Denn es kommen ja noch ein paar gute Freunde Robbs, nämlich Fatso Jetson, die zu den ältesten Stoner-Rock-Bands zählen (und bei denen in der Frühzeit mal ein gewisser Brant Björk spielte), aber im Gegensatz zu Kyuss oder den Queens Of The Stone Age eher ein Undergroundthema blieben, was, womit wir wieder bei der einleitenden Erörterung sind, quasi bis heute zutrifft. Auch hier geht's phasenweise allerdings ziemlich psychedelisch zu, indem der Basser noch ein Spezialeffektgerät bedient und damit auch viel Geblubber und Gezische erzeugt, bisweilen sogar gleichzeitig mit seinem Baßspiel. Trotzdem agieren Fatso Jetson summiert viel kompakter und songorientierter, und so verwundert es nicht, daß ihre Setlist mehr Songs umfaßt als die der beiden Vorbands zusammen. Außerdem gibt es reichlich Gesang vom Gitarristen, so daß Instrumentalstücke hier eher die Ausnahme bleiben. Neben der musikalischen Komponente ist hier auch die optische interessant: ein Lehrertyp (der Gitarrist) und ein Computernerd-Typ (der Bassist - übrigens Brüder), dazu ein Drummer im GG-Allin-Shirt und mit einer Mischoptik aus Mick Mars von Mötley Crüe und Ärzte-Bela, der allerdings nicht etwa Flaschenbier trinkt, sondern ein Glas (!) Rotwein (!!) neben seinem Schlagzeug stehen hat.
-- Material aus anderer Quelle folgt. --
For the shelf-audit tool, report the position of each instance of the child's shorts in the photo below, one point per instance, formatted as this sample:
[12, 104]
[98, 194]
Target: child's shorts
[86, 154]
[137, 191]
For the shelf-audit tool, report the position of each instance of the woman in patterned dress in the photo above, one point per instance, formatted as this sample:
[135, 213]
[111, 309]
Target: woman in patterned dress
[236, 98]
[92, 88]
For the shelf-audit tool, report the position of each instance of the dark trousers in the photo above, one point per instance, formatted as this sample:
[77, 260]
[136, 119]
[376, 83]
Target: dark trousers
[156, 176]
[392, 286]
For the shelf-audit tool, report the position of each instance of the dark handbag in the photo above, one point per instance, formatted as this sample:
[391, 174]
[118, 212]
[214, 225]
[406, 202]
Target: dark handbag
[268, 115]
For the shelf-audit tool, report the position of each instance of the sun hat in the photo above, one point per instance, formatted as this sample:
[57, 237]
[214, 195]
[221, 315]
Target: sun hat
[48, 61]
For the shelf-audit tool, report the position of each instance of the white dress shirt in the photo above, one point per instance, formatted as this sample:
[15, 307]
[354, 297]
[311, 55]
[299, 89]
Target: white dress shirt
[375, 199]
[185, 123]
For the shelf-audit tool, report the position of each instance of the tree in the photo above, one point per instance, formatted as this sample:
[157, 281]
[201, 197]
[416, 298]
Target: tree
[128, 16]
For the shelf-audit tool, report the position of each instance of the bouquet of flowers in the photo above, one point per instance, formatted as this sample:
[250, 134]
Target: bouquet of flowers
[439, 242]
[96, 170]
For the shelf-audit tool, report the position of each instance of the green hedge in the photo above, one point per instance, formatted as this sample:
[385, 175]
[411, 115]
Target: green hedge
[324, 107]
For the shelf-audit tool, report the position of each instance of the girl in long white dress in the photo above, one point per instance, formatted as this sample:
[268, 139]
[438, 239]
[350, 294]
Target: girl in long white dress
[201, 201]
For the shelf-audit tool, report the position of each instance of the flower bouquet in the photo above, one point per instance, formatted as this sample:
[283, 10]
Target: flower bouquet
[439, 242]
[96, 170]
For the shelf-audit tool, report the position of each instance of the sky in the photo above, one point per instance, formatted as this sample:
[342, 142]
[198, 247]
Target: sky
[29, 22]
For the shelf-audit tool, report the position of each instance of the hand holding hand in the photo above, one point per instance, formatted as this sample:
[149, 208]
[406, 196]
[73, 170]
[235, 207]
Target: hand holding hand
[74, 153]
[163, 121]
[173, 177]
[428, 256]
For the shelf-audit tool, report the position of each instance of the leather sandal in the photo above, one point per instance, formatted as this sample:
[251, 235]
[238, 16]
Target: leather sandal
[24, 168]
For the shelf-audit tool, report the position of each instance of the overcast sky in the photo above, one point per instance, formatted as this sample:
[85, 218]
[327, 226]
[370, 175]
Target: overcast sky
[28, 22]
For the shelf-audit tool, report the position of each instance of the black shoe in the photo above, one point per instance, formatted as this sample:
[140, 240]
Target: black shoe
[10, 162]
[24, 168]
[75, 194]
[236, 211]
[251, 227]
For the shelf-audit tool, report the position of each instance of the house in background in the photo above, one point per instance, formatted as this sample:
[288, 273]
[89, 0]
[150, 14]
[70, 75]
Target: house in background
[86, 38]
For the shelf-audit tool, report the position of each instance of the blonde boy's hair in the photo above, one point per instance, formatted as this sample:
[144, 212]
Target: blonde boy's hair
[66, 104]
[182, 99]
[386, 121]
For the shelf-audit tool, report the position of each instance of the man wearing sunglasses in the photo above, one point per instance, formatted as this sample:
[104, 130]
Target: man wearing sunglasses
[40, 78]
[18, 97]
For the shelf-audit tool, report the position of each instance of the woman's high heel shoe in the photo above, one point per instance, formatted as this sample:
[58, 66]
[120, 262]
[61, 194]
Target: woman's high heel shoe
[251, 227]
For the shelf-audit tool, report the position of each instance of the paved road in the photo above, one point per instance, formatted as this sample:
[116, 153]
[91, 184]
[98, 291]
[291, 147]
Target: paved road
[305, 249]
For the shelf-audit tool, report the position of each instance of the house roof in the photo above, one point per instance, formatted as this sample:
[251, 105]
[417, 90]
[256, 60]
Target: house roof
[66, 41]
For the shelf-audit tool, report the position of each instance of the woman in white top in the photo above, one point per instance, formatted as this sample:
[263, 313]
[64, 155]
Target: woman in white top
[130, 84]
Trotz der Andeutung einer Ballade sind hier aber natürlich keine verkappten Romantiker am Start, und der Drummer entledigt sich auch bald seines durchgeschwitzten Shirts. Abwechslungsreiche Songs, anspruchsvoll, aber rhythmisch durchaus nachvollziehbar, versetzen das Tanzbein nicht nur des Rezensenten und den Oberkörper der hübschen Blondine rechts neben ihm in Bewegung, der Sound ist schön klar und energietransportierend, aber in angenehmer Lautstärke, und obwohl sich das Auditorium gegen Setende etwas lichtet (offenbar fahren irgendwann die letzten Straßenbahnen oder Busse), kommen Fatso Jetson ohne eine Zugabe nicht davon. Die besteht allerdings aus einer Jamsession, zu der Fever-Dog-Danny nach einer gefühlten Ewigkeit der Instrumentneuverkabelung (während die drei anderen schon fleißig drauflosjammen) mit einsteigt und einen interessanten Gig auf stilgerechte Weise abschließt.